The contradictions between the requirements of industrial development and the development of new territories and the need to ensure natural, technogenic and environmental safety can only

be resolved with an integrated approach to planning and managing development risks based on interdisciplinary research.

Thus, the main tasks that need to be solved in the near future are: organizing a system of territorial management of the risk of catastrophic situations at hazardous industrial facilities based on an integrated interdisciplinary approach; development of means for diagnosing the technical condition, organization of technical and environmental monitoring; development of methods for estimating the residual life of CTS during their operation in cold climate regions..

References

[1] Safety and risks of sustainable development of territories / Moskvichev V.V., Nicheporchuk V.V., Shokin Yu.I. and others. Krasnoyarsk: Sib. Feder. Un-ty, 2014. 224 p.

[2] Mechanical engineering in Russia: the technique of Siberia, the North and the Arctic / Fortov V.E., Makhutov N.A., Moskvichev V.V., Fomin V.M. Krasnoyarsk: Sib. Feder. Un-ty, 2018. 178 p.

[3] Moskvichev V.V., Bychkov I.V., Potapov V.P., Taseiko O.V., Shokin YU. I. Information system for territorial risk and safety management development / / Herald of the Russian Academy of Sciences. - 2017. - №8. - p. 696-705.

[4] Moskvichev V.V., Taseiko O.V., Ivanova U.S., Chernykh D.A. Basic regional risks of territorial development for Siberian federal district // Computational Technologies. - 2018. Vol 23. - №4. - p. 95-109.

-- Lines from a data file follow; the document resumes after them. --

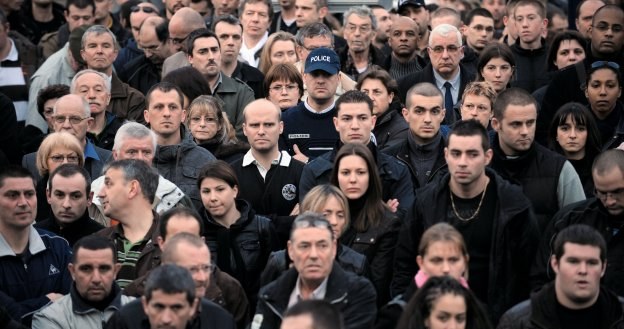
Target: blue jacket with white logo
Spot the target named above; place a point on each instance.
(42, 269)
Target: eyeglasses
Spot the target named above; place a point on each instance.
(450, 49)
(617, 194)
(74, 120)
(599, 64)
(279, 88)
(59, 158)
(145, 9)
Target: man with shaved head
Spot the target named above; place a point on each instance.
(182, 23)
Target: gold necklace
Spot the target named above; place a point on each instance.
(476, 211)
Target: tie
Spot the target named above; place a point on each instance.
(448, 103)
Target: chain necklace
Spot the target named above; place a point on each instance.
(476, 211)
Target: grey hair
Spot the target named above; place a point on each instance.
(107, 81)
(362, 11)
(133, 130)
(314, 30)
(98, 30)
(444, 30)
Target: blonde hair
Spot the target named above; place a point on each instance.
(62, 139)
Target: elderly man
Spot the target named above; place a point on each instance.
(312, 241)
(444, 71)
(94, 295)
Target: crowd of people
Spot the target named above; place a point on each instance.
(236, 164)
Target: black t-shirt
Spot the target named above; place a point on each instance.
(477, 233)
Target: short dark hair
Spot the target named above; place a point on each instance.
(470, 127)
(579, 234)
(69, 169)
(141, 172)
(48, 93)
(352, 97)
(181, 212)
(512, 96)
(170, 279)
(93, 242)
(164, 87)
(13, 171)
(323, 314)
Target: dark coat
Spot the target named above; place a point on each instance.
(513, 240)
(352, 295)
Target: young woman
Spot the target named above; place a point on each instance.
(443, 302)
(390, 127)
(331, 202)
(496, 65)
(239, 240)
(573, 133)
(374, 229)
(211, 129)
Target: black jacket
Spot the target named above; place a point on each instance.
(513, 241)
(211, 316)
(352, 295)
(589, 212)
(540, 312)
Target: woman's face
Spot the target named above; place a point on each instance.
(443, 258)
(448, 311)
(498, 72)
(353, 176)
(602, 92)
(284, 94)
(335, 215)
(203, 127)
(570, 52)
(217, 196)
(283, 51)
(60, 155)
(572, 139)
(378, 94)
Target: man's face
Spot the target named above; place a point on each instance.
(99, 51)
(18, 203)
(445, 53)
(610, 190)
(206, 57)
(93, 88)
(197, 261)
(403, 37)
(76, 17)
(466, 159)
(225, 7)
(424, 117)
(354, 123)
(607, 34)
(165, 113)
(359, 33)
(170, 311)
(383, 24)
(306, 12)
(94, 272)
(586, 13)
(321, 85)
(312, 250)
(262, 126)
(578, 273)
(138, 149)
(68, 198)
(516, 130)
(255, 19)
(479, 33)
(529, 23)
(231, 39)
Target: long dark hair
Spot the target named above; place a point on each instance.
(420, 306)
(374, 208)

[5] Moskvichev V.V., Taseiko O.V., Ivanova U.S., Chernykh D.A. Basic risks of natural and technogenic safety of the Krasnoyarsk industrial agglomeration. / / Problems of risk analysis. -2018. - No. 1. - p. 42-47

[6] Moskvichev V.V., Prokhorov V.A., Ivanova U.S. Technogenic and environmental risks: Krasnoyarsk territory, Republic of Sakha (Yakutia) // Ecology and Industry of Russia. - 2020. -№4. - p. 53-59.

[7] Certificate of state registration of the computer program No. 2020661041 Russian Federation. Information and computing system "Risks" : No. 2020660032 : application 04.09.2020 : publ. 17.09.2020 / S. E. Popov, V. P. Potapov, R. Y. Zamaraev [et al.] ; applicant Federal State Budgetary Scientific Institution "Federal Research Center for Information and Computing Technologies" (FRC ICT). - EDN DHXBEP.